In the case of Floridia Cheese, the family explained their milk payment system to the business school students, and said they needed it built in a way where they had full transparency, and automated calculations.
“We thought we set the students a task they could not achieve, and no way they would nail the brief. But they did,” says Portella.
It was then a matter of moving the project from the students’ hands to a consultant in the milk industry, Neil Longstaff, who contracted a third-party IT business to build it out, with one of the students remaining on the project.
“Being a family business, you need to recognise where your strengths don’t lie, and use consultants to get the best outcome,” says Portella.
Advice for SMEs wanting to update their data systems
When updating data processes, Longstaff says the first thing you need to understand is what you’re trying to achieve, then what your existing process is made up of, and how it works.
“The biggest challenge was in getting everyone to understand the intricacies of a milk-payment system. It’s a process that requires milk price, discounts, bonuses, incentive schemes, and how they are calculated and then applied can be quite intricate,” says Longstaff.
Of course, for other SMEs there will be different systems, with different complexities. It comes down to an issue of translation.
Longstaff came in halfway through the project, after the students, and started by putting together documents explaining all the background terminology and how payments are calculated.
In the test phase, the IT team reproduce a payment using the same information, Longstaff checks that the answers are correct on both ends, and they repeat the process.
To manage the project remotely, they operate from a single platform, Teamwork, which holds all the information, messages shared between everyone, and progress of each individual step.
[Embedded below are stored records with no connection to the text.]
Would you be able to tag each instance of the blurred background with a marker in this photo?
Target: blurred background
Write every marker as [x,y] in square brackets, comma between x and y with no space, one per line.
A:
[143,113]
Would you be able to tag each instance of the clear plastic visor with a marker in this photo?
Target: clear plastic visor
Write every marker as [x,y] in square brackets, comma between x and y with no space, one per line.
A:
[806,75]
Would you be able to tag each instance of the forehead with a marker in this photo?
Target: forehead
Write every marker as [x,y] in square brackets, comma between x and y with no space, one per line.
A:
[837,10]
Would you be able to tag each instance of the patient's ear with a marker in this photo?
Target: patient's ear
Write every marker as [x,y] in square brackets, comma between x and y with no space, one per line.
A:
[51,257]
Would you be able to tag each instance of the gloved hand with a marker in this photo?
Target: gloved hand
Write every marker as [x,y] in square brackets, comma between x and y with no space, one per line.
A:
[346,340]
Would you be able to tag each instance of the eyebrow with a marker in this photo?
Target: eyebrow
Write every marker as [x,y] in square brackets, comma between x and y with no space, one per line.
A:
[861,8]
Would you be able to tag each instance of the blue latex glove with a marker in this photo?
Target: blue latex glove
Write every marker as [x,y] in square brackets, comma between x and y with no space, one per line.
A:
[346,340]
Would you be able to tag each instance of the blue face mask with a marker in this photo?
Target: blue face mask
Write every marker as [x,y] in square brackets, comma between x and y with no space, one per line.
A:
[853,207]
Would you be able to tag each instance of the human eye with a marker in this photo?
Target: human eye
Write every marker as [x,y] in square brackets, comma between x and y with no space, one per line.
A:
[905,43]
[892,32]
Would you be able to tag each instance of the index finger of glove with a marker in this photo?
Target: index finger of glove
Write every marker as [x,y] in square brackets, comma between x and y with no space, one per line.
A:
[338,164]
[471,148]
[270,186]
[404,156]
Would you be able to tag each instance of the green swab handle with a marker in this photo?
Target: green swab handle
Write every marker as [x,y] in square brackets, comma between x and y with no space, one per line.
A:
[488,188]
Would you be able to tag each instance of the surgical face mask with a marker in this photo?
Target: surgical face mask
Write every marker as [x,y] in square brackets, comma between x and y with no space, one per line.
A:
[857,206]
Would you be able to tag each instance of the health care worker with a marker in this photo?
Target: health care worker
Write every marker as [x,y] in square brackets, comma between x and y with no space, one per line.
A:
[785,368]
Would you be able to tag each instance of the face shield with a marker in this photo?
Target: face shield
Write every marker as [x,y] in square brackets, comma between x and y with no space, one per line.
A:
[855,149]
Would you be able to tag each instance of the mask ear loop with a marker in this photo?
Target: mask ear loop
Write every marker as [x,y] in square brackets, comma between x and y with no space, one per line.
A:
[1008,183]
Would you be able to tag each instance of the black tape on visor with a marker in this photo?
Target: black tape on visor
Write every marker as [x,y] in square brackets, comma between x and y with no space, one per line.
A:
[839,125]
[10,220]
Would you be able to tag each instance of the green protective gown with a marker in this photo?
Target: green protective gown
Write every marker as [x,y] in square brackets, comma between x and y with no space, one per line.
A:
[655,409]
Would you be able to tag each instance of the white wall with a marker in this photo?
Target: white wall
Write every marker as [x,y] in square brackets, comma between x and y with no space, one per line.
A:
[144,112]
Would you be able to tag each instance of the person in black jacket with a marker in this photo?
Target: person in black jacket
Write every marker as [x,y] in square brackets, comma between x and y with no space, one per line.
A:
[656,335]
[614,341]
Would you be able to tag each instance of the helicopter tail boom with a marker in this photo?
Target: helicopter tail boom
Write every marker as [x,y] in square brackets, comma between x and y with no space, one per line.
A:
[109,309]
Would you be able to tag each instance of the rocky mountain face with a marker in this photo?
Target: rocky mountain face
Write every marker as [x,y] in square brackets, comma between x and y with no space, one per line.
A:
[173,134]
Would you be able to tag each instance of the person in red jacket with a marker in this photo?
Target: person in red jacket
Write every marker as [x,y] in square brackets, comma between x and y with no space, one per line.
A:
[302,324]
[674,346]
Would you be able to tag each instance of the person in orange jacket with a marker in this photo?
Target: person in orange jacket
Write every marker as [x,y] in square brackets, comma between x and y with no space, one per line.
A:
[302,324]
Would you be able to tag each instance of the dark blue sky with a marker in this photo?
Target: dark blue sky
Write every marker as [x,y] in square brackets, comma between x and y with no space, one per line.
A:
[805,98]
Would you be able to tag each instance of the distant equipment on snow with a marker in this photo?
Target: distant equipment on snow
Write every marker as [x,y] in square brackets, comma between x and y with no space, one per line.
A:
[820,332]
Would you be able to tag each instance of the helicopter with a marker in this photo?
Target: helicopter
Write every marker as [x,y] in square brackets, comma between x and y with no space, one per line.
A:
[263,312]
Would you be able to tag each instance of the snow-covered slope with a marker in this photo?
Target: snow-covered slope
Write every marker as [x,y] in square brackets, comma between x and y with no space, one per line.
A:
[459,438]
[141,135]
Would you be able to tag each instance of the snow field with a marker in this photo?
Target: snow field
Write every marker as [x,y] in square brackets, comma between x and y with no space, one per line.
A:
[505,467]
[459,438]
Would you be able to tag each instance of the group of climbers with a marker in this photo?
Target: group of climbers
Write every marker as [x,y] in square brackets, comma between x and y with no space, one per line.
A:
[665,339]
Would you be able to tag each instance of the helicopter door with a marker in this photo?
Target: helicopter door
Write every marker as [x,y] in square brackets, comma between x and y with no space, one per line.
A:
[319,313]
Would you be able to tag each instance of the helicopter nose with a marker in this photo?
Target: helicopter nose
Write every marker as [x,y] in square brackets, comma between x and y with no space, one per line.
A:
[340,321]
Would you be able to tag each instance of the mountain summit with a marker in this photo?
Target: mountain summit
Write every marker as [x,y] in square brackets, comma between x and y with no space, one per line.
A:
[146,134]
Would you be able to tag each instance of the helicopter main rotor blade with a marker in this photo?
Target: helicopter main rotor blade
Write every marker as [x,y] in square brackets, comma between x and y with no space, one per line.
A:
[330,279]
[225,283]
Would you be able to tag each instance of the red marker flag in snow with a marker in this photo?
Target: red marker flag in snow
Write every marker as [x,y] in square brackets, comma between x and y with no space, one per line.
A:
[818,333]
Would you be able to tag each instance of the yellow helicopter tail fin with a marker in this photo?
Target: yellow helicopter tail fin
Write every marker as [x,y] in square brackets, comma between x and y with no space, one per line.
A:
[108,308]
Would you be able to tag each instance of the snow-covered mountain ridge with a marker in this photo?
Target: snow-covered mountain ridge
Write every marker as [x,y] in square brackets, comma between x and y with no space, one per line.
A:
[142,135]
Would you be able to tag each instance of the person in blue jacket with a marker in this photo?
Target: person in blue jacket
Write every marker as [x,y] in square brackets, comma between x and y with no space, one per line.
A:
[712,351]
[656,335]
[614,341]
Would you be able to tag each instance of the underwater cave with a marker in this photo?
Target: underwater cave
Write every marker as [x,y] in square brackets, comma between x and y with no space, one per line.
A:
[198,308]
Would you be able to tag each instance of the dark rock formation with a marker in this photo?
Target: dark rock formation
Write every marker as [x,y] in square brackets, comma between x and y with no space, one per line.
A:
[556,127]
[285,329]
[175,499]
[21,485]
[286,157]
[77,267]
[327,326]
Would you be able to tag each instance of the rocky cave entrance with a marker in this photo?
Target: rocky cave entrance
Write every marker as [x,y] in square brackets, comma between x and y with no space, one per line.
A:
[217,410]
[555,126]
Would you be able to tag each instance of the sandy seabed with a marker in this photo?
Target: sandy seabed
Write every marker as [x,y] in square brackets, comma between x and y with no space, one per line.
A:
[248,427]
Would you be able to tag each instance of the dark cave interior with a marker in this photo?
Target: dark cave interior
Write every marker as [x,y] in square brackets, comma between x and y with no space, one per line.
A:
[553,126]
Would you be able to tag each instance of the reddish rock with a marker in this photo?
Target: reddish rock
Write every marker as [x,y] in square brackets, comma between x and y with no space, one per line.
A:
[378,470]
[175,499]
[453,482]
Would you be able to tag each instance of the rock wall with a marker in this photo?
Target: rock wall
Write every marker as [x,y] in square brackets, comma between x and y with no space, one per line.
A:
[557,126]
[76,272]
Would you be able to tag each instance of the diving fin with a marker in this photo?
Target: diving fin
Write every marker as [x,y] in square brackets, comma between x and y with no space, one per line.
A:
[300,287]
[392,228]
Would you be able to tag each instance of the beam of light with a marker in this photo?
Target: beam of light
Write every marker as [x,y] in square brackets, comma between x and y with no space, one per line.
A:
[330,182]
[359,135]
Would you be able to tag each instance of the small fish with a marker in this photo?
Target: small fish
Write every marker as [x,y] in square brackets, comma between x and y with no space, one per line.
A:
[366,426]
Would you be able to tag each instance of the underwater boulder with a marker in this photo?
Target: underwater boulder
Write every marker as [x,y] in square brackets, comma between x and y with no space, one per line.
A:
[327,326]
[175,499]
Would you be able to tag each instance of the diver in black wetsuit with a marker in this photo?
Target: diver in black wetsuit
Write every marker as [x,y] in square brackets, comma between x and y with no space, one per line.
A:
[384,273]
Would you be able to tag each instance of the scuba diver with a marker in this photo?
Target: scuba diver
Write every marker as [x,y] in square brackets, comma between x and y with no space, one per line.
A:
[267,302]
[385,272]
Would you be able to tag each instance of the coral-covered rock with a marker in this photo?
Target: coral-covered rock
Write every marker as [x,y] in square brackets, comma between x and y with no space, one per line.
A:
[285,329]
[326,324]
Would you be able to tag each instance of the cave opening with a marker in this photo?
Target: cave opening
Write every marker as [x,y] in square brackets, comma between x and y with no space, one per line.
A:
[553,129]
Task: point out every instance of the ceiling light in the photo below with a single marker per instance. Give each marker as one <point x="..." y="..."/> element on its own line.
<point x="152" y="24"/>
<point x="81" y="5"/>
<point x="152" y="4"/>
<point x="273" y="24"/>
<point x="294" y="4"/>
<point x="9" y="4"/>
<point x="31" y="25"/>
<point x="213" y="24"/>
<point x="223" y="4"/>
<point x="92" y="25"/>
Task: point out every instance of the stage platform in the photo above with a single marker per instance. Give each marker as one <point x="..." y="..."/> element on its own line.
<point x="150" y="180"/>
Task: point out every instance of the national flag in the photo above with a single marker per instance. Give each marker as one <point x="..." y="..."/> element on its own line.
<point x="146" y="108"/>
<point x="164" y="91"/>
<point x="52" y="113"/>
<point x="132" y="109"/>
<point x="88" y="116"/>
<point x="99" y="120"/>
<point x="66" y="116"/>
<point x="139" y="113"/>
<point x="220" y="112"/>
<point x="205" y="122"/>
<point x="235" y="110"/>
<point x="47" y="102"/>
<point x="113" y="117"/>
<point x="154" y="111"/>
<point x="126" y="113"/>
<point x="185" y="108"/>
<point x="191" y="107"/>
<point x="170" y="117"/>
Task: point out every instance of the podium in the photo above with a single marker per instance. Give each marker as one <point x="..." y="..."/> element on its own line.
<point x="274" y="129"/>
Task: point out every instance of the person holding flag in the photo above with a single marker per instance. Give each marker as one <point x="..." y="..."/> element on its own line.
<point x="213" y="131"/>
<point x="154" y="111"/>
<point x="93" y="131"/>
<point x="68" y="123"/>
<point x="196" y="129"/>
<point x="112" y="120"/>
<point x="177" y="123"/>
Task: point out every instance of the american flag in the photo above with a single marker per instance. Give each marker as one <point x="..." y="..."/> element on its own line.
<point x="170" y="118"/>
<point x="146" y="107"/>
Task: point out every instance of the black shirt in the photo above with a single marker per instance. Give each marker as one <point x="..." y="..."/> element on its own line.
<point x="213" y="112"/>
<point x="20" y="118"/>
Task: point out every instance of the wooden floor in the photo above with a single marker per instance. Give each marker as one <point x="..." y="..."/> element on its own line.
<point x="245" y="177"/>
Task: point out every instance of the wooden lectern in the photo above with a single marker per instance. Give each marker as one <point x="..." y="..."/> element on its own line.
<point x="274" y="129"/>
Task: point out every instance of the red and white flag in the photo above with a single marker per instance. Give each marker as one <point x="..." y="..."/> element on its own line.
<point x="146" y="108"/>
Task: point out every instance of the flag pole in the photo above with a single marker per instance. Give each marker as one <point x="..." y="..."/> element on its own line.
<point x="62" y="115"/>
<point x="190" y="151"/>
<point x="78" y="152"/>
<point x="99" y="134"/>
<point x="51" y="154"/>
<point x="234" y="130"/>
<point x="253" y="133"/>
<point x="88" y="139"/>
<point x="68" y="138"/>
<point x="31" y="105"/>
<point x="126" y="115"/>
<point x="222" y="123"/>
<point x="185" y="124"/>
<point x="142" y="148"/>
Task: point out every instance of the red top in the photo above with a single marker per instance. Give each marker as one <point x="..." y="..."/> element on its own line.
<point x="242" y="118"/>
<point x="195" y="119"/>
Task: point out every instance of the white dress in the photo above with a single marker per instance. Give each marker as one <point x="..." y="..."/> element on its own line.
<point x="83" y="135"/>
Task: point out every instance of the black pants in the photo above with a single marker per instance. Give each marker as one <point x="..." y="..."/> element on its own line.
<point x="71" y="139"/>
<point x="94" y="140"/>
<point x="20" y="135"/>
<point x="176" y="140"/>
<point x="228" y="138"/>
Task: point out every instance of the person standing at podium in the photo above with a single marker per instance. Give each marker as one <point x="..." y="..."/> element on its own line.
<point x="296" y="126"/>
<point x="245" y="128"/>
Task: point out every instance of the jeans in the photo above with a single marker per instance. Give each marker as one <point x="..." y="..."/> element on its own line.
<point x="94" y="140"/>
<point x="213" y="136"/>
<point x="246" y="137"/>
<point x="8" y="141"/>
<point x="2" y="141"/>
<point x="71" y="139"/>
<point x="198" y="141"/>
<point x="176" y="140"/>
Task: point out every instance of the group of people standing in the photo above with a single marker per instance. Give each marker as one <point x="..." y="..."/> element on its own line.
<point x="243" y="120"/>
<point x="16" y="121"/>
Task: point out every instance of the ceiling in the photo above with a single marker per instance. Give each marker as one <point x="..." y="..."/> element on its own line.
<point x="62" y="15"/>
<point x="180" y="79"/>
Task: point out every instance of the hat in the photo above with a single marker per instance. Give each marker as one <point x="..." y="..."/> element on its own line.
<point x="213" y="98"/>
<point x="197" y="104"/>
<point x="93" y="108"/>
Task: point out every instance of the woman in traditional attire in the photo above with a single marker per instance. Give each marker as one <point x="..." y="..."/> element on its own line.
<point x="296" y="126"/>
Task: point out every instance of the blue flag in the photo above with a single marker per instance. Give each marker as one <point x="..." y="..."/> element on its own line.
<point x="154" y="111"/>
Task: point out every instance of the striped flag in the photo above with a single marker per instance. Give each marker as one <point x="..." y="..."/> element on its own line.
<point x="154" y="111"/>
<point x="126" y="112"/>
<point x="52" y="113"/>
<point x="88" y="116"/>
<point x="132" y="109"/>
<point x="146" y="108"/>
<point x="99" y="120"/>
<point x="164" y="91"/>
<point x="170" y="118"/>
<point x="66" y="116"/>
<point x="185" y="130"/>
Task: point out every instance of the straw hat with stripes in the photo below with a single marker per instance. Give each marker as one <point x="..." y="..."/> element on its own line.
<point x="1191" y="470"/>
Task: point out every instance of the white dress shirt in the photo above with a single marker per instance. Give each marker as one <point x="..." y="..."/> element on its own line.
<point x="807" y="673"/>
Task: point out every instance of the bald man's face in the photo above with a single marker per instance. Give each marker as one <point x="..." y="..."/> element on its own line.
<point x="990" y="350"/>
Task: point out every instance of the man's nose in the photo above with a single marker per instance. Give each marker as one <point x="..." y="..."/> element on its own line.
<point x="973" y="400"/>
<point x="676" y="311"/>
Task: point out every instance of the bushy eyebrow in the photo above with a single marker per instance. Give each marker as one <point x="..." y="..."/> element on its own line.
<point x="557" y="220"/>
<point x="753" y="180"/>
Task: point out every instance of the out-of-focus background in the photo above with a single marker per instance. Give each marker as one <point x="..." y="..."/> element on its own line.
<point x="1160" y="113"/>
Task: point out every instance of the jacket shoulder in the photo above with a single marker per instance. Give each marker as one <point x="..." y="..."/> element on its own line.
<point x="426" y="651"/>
During lockdowns especially, it’s critical to keep all the information in one place, with a unified sense of purpose between outside contractors and the company.
But there’s no value in a data system built by a third party if it can’t be integrated back into your day-to-day business admin, which is why it’s crucial to have input from the people who will be using it.
Longstaff says, “During the process I’ve had conversations with people who use the existing system, and input data in the system, so that they’re aware of the changes we’re making.
“We give each of those people a login to play around with the system, using dummy data.
“They can get used to what the system looks like, and feels like, and I can feed back their comments to the developers comments.”
The results
For Portella, the difference between the new system and the old one couldn’t be more stark.
“From lab results to keying in data will take five minutes. You know the pricing is saved in the background, everything is being processed correctly, there are less T’s to cross and I’s to dot.
“It will save at least 70% of the time once it’s fully up and running.”
With seven farmers that it has to pay, and milk being harder to come by as some of its multi-generational dairy farmers close their business, it’s important to keep suppliers happy and onside.
It’s not just a time benefit too — the new system gives much more transparency to the absolute key metric of a dairy business, milk.
Longstaff says, “There is definitely going to be a lower number of touchpoints, easier to modify, change, and add new suppliers into the system.
“It will also allow us to analyse the business. There are reports that we can use to analyse what’s going on in our business that we didn’t have previously.”
Floridia Cheese offers lessons for many SMEs — you don’t need to be data experts to improve your systems, and even convoluted processes can be revamped if you’re committed and can find the right outside experts.
In Portella’s words, “Change is good. A lot of people tend to think if it’s not broken, don’t change it.
“But there’s always, especially with technology, a better, smarter, more efficient way to do something.”